Nach Maßgabe dieser Werke hat man nun auszuscheiden, welche Teile der Skulpturen in der Kapelle Zeno zu S. Marco ihm gehören. Es handelt sich um eine der prachtvollsten Grabstätten des 16. Jahrhunderts, diejenige des Kardinals Gio. Batt. Zeno. An dem Sarkophag selbst sind wohl die sechs zum Teil den Deckel haltenden Tugenden von Leopardo; sie erscheinen allerdings freier, ihm mehr gemäß, weniger durch die Antike befangen als diejenigen am Grabmal Vendramin. Die liegende Statue des Kardinals ist schwer zu definieren. Auf dem Altar sind die Statuen des Petrus und des Täufers Johannes wohl am ehesten von Pietro oder Antonio Lombardi, herrliche Köpfe, welche die unvollkommene Stellung wohl gutmachen; ebenso das Relief des Thronhimmels (Gottvater mit Engeln). Die berühmte Madonna della Scarpa dagegen, dieser reine Gedanke der goldenen Zeit Giov. Bellinis, mag wiederum eher dem Leopardo angehören. Vorzüglich schön ist das auf ihrem rechten Knie sitzende Kind, welches sich eben zum Segnen anschickt.

Unter diesen gemischten Eindrücken scheinen Pietro Lombardos Söhne Antonio und Tullio aufgewachsen zu sein. Von Antonio werden meines Wissens nur zwei sichere Einzelarbeiten namhaft gemacht: die Statue des heiligen Thomas von Aquino über dem Grabmal TrevisanVon wem ist an diesem Grabe die Porträtstatue des jungen, 1528 verstorbenen Alvise Trevisan? Jedenfalls ein Muster des nobeln Liegens eines vornehmen Toten. im linken Seitenschiff der Frari, und in S. Antonio zu Padua, Cap. del Santo, das neunte Relief, wovon unten. Er folgt oder geht voran (im Stil) seinem berühmtem Bruder Tullio. Von Leopardo und von dem Studium der Antike zugleich berührt, hat er diese Einwirkungen mit der Lehre seines Vaters in einen gewissen Einklang gebracht. Sein großer Schönheitssinn hat sich zwar in gewisse Manieren verfangen, da die innere Kraft demselben nicht gleich stand. (Feine, wie gekämmte Falten, unnütze Zierlichkeiten der Haare, konventionelle Stellungen usw.) An sicherer Naivität steht er dem Leopardo beträchtlich nach. Allein im günstigen Fall hat er Werke hervorgebracht, welche nicht zu den großartigsten, wohl aber zu den ansprechendsten jener Zeit zu rechnen sind.

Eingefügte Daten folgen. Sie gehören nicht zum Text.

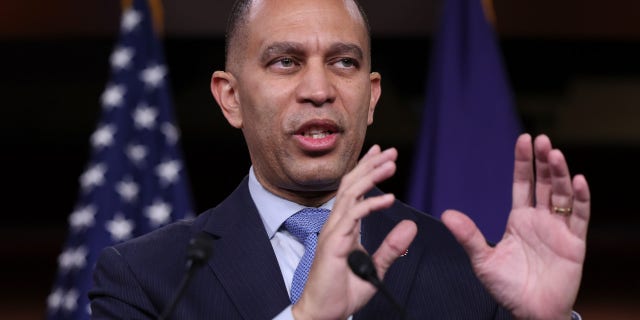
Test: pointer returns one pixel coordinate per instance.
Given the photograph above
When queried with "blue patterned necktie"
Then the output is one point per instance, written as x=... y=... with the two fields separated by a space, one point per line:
x=305 y=225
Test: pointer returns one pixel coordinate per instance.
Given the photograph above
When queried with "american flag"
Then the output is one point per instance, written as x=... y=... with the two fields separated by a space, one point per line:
x=135 y=181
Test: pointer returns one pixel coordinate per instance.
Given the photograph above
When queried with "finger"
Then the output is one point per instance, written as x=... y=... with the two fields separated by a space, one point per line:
x=375 y=149
x=467 y=234
x=579 y=220
x=542 y=147
x=358 y=188
x=561 y=186
x=394 y=245
x=522 y=172
x=373 y=159
x=360 y=180
x=345 y=223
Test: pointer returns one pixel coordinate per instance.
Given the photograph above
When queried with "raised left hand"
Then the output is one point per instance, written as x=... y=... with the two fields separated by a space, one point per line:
x=535 y=270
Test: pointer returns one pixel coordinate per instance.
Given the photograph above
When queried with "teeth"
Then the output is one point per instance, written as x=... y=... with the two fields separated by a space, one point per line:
x=316 y=134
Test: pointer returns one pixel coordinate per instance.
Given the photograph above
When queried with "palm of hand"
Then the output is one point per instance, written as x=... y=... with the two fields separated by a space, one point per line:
x=535 y=270
x=537 y=252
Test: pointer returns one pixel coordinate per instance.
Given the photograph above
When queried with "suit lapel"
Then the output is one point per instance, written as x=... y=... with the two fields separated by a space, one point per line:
x=243 y=259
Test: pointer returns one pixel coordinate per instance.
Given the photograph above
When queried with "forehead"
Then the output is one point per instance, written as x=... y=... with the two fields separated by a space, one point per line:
x=307 y=22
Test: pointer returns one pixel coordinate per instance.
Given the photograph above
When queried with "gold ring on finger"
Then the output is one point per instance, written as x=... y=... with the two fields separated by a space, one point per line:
x=563 y=211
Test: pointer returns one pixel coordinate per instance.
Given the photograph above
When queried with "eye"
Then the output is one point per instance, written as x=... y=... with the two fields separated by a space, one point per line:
x=346 y=63
x=284 y=62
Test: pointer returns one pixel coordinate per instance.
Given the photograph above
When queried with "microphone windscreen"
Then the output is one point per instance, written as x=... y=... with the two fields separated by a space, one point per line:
x=361 y=264
x=200 y=247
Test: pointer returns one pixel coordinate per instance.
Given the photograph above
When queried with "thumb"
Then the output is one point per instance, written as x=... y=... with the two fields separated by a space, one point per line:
x=467 y=234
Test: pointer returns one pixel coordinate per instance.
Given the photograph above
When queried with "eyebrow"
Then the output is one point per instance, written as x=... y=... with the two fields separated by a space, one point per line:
x=297 y=49
x=346 y=49
x=279 y=48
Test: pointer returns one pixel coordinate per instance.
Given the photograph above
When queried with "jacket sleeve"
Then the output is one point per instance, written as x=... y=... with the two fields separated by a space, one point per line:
x=116 y=293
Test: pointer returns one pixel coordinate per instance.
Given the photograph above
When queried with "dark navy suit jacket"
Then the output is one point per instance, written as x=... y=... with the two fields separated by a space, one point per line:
x=242 y=279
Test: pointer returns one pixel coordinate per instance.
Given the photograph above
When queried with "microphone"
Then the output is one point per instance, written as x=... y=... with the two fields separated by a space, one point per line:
x=362 y=265
x=198 y=252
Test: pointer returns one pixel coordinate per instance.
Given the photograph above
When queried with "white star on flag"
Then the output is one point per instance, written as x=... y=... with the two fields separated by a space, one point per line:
x=170 y=132
x=159 y=213
x=128 y=190
x=113 y=96
x=130 y=20
x=54 y=300
x=121 y=58
x=103 y=136
x=93 y=177
x=168 y=171
x=73 y=258
x=119 y=227
x=153 y=75
x=70 y=301
x=82 y=218
x=145 y=116
x=136 y=153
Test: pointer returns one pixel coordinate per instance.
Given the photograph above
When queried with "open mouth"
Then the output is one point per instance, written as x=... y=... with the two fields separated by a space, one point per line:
x=316 y=133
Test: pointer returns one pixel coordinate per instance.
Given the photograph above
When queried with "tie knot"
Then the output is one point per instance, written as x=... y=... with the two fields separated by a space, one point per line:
x=306 y=221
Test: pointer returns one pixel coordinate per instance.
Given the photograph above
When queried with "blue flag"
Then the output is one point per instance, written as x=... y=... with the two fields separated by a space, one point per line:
x=465 y=151
x=135 y=181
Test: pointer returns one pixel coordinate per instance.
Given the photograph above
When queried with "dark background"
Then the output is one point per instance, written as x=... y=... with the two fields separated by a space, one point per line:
x=573 y=66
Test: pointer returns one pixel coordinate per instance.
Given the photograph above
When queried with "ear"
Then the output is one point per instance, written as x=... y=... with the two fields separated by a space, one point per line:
x=376 y=90
x=223 y=88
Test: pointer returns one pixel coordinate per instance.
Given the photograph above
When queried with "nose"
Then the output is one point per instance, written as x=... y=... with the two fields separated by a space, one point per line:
x=316 y=86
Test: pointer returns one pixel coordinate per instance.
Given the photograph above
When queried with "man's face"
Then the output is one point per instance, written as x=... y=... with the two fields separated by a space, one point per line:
x=305 y=94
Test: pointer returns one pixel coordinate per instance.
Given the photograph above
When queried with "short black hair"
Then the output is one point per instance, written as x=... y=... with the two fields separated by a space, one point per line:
x=238 y=19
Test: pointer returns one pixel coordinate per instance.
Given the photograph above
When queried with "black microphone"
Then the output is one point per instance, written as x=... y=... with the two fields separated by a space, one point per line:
x=198 y=252
x=361 y=264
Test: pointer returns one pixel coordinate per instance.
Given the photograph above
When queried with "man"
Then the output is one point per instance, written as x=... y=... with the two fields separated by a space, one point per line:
x=299 y=86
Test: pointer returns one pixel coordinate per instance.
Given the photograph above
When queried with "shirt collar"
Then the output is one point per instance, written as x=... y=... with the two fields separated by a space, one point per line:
x=274 y=210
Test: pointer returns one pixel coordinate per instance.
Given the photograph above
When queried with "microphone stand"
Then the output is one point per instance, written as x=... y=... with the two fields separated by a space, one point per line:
x=198 y=253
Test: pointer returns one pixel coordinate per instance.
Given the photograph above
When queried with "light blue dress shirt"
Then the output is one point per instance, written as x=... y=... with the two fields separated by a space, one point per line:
x=274 y=211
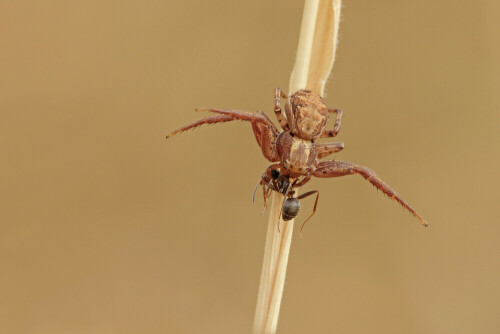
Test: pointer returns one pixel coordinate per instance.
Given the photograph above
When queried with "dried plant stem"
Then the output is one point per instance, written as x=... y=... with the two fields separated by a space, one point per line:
x=315 y=56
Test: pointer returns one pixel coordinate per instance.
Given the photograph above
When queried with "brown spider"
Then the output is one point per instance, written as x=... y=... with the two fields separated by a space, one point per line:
x=294 y=150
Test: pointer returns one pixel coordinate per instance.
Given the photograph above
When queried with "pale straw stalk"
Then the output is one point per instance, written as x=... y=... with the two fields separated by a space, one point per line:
x=313 y=64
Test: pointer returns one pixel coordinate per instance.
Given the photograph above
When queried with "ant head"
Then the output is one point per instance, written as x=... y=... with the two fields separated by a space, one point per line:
x=291 y=208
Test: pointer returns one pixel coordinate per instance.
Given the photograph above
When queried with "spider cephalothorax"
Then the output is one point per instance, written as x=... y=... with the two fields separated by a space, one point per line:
x=294 y=151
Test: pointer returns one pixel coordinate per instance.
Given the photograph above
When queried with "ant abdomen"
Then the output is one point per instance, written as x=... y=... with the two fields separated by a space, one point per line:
x=291 y=208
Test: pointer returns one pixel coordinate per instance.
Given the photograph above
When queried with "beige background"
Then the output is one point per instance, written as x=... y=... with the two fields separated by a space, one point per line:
x=105 y=227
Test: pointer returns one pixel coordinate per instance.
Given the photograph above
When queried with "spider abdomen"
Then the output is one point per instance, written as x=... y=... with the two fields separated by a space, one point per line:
x=291 y=208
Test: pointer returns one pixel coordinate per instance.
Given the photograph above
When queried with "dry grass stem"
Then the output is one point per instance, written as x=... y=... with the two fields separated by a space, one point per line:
x=313 y=64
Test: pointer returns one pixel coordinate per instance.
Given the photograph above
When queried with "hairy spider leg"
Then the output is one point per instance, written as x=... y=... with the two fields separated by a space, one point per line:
x=278 y=94
x=309 y=193
x=336 y=127
x=342 y=168
x=264 y=130
x=328 y=148
x=206 y=120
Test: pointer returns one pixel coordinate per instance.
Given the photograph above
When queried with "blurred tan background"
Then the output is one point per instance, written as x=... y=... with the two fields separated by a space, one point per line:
x=106 y=227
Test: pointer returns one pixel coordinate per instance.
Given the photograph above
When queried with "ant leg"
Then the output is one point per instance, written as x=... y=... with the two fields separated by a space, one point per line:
x=315 y=205
x=278 y=94
x=336 y=127
x=328 y=148
x=342 y=168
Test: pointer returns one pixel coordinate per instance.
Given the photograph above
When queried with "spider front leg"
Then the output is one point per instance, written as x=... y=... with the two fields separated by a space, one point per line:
x=309 y=193
x=336 y=128
x=342 y=168
x=328 y=148
x=278 y=94
x=264 y=130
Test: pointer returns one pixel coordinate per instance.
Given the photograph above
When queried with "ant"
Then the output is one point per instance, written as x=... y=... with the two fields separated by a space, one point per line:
x=294 y=150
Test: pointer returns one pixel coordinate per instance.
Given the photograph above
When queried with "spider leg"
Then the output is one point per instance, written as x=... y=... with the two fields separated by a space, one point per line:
x=278 y=94
x=206 y=120
x=336 y=127
x=315 y=205
x=328 y=148
x=264 y=130
x=342 y=168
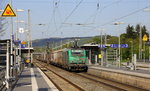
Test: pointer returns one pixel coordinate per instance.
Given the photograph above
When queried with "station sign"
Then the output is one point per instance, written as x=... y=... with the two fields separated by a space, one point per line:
x=101 y=46
x=117 y=45
x=8 y=12
x=145 y=38
x=147 y=43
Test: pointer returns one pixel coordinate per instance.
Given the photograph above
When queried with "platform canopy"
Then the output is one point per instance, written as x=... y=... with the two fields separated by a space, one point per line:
x=26 y=50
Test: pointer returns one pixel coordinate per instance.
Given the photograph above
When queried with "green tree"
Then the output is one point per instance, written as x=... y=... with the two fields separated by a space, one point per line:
x=2 y=23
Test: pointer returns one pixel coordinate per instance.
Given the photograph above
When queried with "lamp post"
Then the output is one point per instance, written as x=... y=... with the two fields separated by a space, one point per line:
x=118 y=23
x=101 y=43
x=149 y=40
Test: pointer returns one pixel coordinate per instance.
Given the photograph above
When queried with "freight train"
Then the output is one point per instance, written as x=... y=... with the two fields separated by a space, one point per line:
x=72 y=59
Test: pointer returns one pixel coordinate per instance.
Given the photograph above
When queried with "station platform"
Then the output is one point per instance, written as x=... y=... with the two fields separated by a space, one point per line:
x=33 y=79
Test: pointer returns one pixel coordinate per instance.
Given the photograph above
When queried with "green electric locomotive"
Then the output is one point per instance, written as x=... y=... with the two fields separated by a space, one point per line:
x=72 y=59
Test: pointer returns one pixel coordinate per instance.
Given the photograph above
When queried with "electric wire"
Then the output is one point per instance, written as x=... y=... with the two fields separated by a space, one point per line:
x=60 y=27
x=122 y=17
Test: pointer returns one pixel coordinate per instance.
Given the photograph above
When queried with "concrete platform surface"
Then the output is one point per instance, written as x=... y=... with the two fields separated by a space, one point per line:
x=123 y=70
x=33 y=79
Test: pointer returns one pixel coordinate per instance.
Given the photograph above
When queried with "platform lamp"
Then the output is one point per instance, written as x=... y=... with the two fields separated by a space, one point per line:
x=118 y=23
x=148 y=38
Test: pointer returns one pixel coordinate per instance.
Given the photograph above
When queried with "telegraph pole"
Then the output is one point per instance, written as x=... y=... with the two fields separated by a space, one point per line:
x=29 y=36
x=140 y=44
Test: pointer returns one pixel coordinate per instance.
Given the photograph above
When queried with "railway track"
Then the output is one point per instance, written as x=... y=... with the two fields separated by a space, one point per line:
x=111 y=83
x=84 y=81
x=60 y=82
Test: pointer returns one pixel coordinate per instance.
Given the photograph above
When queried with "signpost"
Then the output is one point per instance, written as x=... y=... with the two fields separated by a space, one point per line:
x=145 y=38
x=8 y=12
x=121 y=45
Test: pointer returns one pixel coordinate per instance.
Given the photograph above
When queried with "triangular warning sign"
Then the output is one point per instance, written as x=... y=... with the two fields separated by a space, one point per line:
x=145 y=38
x=8 y=12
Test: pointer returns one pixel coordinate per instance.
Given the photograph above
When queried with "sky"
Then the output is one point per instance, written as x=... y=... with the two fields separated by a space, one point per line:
x=77 y=18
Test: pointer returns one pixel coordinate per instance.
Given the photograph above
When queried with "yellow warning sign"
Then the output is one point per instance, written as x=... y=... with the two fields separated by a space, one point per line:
x=23 y=42
x=145 y=38
x=27 y=61
x=99 y=56
x=8 y=12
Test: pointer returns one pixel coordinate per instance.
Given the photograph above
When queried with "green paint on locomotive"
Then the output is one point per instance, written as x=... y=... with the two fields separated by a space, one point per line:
x=76 y=56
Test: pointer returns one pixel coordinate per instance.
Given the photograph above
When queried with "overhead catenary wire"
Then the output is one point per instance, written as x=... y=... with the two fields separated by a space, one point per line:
x=70 y=14
x=117 y=19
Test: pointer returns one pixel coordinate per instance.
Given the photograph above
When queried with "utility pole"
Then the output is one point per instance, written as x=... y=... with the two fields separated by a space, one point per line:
x=101 y=49
x=11 y=41
x=29 y=37
x=140 y=44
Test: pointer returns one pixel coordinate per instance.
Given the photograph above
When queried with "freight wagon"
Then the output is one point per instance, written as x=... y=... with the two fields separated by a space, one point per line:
x=72 y=59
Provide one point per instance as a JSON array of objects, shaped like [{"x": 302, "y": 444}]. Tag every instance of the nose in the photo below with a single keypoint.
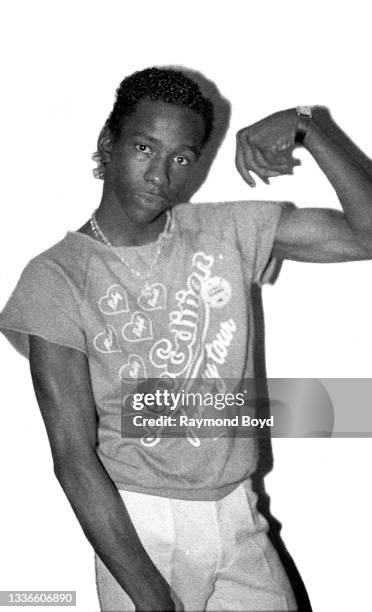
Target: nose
[{"x": 157, "y": 172}]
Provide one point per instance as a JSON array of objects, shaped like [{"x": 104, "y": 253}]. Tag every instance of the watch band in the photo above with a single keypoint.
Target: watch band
[{"x": 304, "y": 115}]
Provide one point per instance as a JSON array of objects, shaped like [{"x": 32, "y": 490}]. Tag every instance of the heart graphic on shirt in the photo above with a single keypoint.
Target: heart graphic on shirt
[
  {"x": 216, "y": 291},
  {"x": 107, "y": 341},
  {"x": 153, "y": 297},
  {"x": 115, "y": 301},
  {"x": 139, "y": 328},
  {"x": 133, "y": 370}
]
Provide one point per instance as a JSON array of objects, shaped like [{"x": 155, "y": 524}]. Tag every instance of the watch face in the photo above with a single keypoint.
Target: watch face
[{"x": 304, "y": 111}]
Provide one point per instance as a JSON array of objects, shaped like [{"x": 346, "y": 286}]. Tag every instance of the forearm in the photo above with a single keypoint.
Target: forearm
[
  {"x": 348, "y": 169},
  {"x": 107, "y": 525}
]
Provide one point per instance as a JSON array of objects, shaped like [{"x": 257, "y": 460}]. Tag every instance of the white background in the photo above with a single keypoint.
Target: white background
[{"x": 63, "y": 61}]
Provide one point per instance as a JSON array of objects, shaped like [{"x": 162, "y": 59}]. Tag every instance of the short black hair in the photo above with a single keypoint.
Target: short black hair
[{"x": 159, "y": 84}]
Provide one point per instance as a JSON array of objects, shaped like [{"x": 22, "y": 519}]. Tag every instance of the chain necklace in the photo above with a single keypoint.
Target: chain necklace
[{"x": 166, "y": 233}]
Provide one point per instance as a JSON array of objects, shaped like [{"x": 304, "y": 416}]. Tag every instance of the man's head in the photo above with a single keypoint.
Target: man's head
[
  {"x": 152, "y": 139},
  {"x": 159, "y": 85}
]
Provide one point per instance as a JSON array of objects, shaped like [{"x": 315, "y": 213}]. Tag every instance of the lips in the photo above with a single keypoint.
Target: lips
[{"x": 151, "y": 196}]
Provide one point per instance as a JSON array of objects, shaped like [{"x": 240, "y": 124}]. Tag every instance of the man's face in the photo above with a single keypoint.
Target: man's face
[{"x": 153, "y": 164}]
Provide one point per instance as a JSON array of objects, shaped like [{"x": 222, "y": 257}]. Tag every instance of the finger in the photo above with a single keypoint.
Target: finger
[{"x": 243, "y": 169}]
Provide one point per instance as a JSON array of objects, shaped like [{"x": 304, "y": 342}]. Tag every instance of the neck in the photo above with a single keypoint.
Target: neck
[{"x": 120, "y": 229}]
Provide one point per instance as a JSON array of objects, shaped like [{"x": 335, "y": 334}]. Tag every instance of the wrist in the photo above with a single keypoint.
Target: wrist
[{"x": 304, "y": 120}]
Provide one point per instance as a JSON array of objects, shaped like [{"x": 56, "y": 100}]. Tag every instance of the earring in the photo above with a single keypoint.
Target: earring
[{"x": 99, "y": 171}]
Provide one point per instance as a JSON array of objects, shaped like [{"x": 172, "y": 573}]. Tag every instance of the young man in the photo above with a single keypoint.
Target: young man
[{"x": 155, "y": 287}]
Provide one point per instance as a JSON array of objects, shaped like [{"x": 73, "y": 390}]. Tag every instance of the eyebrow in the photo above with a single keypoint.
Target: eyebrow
[{"x": 156, "y": 140}]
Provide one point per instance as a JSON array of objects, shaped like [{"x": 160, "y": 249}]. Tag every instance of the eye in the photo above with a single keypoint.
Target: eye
[
  {"x": 143, "y": 148},
  {"x": 181, "y": 160}
]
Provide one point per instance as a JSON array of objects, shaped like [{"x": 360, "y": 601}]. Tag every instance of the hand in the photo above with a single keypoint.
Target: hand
[{"x": 266, "y": 147}]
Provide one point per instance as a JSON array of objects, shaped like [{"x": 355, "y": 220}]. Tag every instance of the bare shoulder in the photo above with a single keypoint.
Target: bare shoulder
[{"x": 63, "y": 389}]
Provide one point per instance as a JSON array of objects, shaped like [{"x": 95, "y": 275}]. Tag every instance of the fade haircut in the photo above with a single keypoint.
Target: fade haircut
[
  {"x": 163, "y": 85},
  {"x": 156, "y": 84}
]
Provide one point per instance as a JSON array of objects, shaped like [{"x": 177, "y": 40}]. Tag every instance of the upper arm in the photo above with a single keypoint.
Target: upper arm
[
  {"x": 319, "y": 235},
  {"x": 64, "y": 393}
]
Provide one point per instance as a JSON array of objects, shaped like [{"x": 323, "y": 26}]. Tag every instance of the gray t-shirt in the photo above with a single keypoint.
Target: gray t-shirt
[{"x": 199, "y": 317}]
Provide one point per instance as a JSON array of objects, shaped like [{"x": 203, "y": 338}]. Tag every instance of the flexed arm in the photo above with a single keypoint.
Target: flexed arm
[{"x": 313, "y": 234}]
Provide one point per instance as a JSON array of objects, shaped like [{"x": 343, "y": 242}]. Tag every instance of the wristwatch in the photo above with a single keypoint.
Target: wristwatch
[{"x": 305, "y": 115}]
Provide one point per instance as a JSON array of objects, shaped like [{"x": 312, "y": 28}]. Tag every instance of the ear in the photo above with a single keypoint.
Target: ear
[{"x": 104, "y": 144}]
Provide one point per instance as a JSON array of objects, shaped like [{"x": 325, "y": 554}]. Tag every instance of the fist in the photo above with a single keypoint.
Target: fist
[{"x": 266, "y": 147}]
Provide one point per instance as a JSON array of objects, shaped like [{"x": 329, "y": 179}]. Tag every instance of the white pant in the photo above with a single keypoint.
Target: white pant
[{"x": 215, "y": 555}]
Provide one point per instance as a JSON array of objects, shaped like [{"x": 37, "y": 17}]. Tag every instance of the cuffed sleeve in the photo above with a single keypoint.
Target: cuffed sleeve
[{"x": 43, "y": 304}]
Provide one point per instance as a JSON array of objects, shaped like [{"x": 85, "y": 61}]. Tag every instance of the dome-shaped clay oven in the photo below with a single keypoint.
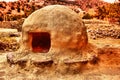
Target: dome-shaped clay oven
[{"x": 53, "y": 27}]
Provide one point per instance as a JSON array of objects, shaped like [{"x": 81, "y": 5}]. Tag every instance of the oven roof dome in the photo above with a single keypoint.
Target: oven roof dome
[{"x": 54, "y": 17}]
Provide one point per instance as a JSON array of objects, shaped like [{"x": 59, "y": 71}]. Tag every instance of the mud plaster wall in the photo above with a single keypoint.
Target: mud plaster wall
[{"x": 63, "y": 24}]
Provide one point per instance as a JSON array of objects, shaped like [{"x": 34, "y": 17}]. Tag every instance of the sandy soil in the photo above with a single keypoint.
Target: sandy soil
[{"x": 105, "y": 67}]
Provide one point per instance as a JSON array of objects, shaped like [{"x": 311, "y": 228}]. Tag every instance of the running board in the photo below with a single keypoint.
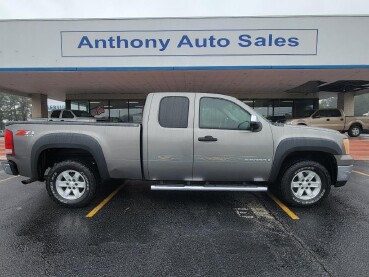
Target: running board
[{"x": 208, "y": 188}]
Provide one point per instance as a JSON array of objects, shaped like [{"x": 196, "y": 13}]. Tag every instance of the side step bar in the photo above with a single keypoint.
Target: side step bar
[{"x": 208, "y": 188}]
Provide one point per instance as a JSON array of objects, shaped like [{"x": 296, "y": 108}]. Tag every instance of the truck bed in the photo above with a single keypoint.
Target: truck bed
[{"x": 119, "y": 142}]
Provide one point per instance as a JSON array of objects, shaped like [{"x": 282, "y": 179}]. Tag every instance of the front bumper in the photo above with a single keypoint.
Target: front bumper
[
  {"x": 345, "y": 164},
  {"x": 10, "y": 168}
]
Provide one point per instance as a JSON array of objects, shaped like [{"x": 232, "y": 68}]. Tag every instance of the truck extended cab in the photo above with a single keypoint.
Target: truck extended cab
[
  {"x": 187, "y": 141},
  {"x": 333, "y": 119}
]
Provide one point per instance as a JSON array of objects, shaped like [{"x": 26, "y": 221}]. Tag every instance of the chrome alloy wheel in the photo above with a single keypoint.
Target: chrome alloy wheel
[
  {"x": 306, "y": 185},
  {"x": 70, "y": 184},
  {"x": 355, "y": 131}
]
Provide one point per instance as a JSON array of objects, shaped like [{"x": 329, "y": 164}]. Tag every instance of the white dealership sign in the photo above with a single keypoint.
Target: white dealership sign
[
  {"x": 189, "y": 43},
  {"x": 184, "y": 43}
]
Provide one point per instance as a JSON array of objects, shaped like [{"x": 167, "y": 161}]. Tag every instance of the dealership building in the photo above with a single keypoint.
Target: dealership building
[{"x": 280, "y": 66}]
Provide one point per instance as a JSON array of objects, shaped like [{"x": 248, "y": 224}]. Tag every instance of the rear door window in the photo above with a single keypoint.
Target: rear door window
[
  {"x": 218, "y": 113},
  {"x": 173, "y": 112}
]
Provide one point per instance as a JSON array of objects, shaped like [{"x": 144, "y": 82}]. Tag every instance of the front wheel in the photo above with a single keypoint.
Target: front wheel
[
  {"x": 305, "y": 183},
  {"x": 354, "y": 131},
  {"x": 71, "y": 184}
]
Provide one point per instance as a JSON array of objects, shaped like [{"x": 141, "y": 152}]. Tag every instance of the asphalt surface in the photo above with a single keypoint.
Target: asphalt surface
[{"x": 154, "y": 233}]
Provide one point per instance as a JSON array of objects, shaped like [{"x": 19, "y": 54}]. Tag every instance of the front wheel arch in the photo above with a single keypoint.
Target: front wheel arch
[
  {"x": 304, "y": 183},
  {"x": 355, "y": 130},
  {"x": 71, "y": 183}
]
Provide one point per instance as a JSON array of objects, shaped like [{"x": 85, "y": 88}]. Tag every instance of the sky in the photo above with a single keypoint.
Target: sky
[{"x": 30, "y": 9}]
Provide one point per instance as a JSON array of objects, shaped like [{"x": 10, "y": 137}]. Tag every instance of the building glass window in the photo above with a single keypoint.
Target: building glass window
[
  {"x": 80, "y": 105},
  {"x": 136, "y": 110},
  {"x": 303, "y": 107},
  {"x": 264, "y": 107},
  {"x": 283, "y": 109},
  {"x": 100, "y": 109},
  {"x": 119, "y": 111},
  {"x": 249, "y": 103}
]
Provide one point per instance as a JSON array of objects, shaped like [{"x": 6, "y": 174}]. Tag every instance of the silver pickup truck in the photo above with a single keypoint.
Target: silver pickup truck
[{"x": 187, "y": 141}]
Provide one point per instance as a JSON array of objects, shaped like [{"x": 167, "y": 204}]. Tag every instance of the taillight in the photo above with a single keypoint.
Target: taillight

Zum Frühesten möchten diejenigen Arbeiten in S. Maria de' miracoli gehören, welche ich ihm glaube zuschreiben zu müssen; es sind die halben Figuren auf der Balustrade der Chortreppe – worunter Maria und gegenüber der Engel Gabriel vielverheißend erscheinen wie Jugendwerke Raffaels – und die Reliefscheiben an den meisten Türpfosten. Dann sind datiert vom Jahre 1484 die vier knienden Engel, welche das Taufbecken in S. Martino (links) tragen, schön gedacht, mit andächtigen und anmutigen Köpfen. Nicht viel später möchte das große Relief in S. Giovanni Crisostomo (zweiter Altar links) entstanden sein; Christus, von den Aposteln umgeben, legt die Hand auf eine gekrönte Frau; wahrscheinlich eine etwas ungewöhnliche Darstellung der Krönung Mariä, womit auch die oben erscheinende Glorie wohl stimmen würde. In den Köpfen, zumal der Hauptpersonen, ist eine eigentümliche klassische Idealität erstrebt, die in der damaligen Skulptur sonst kaum vorkommt. – Von den untern Skulpturen der Scuola di S. Marco kommen die zwei ziemlich befangenen Löwen weniger in Betracht als die zwei Taten des heiligen Markus, bei welchen dem Künstler nicht bloß römische, sondern griechische Reliefs scheinen vorgelegen zu haben, wie besonders aus der Behandlung der hinten stehenden Personen erhellt. Womit dann die perspektivisch gegebene Halle, die den Raum darstellt, wunderlich kontrastiert. – Ebenfalls noch früh: das Dogengrab Moncenigo († 1485) in S. Giovanni e Paolo, links vom Portal; hier ist von den allegorischen Seitenfiguren die eine nach einem bekannten antiken Musenmotiv unmittelbar kopiert; in dem Sockelrelief sucht Tullio eher seine Manier mit dem süßen Ausdruck Leopardos zu verbinden.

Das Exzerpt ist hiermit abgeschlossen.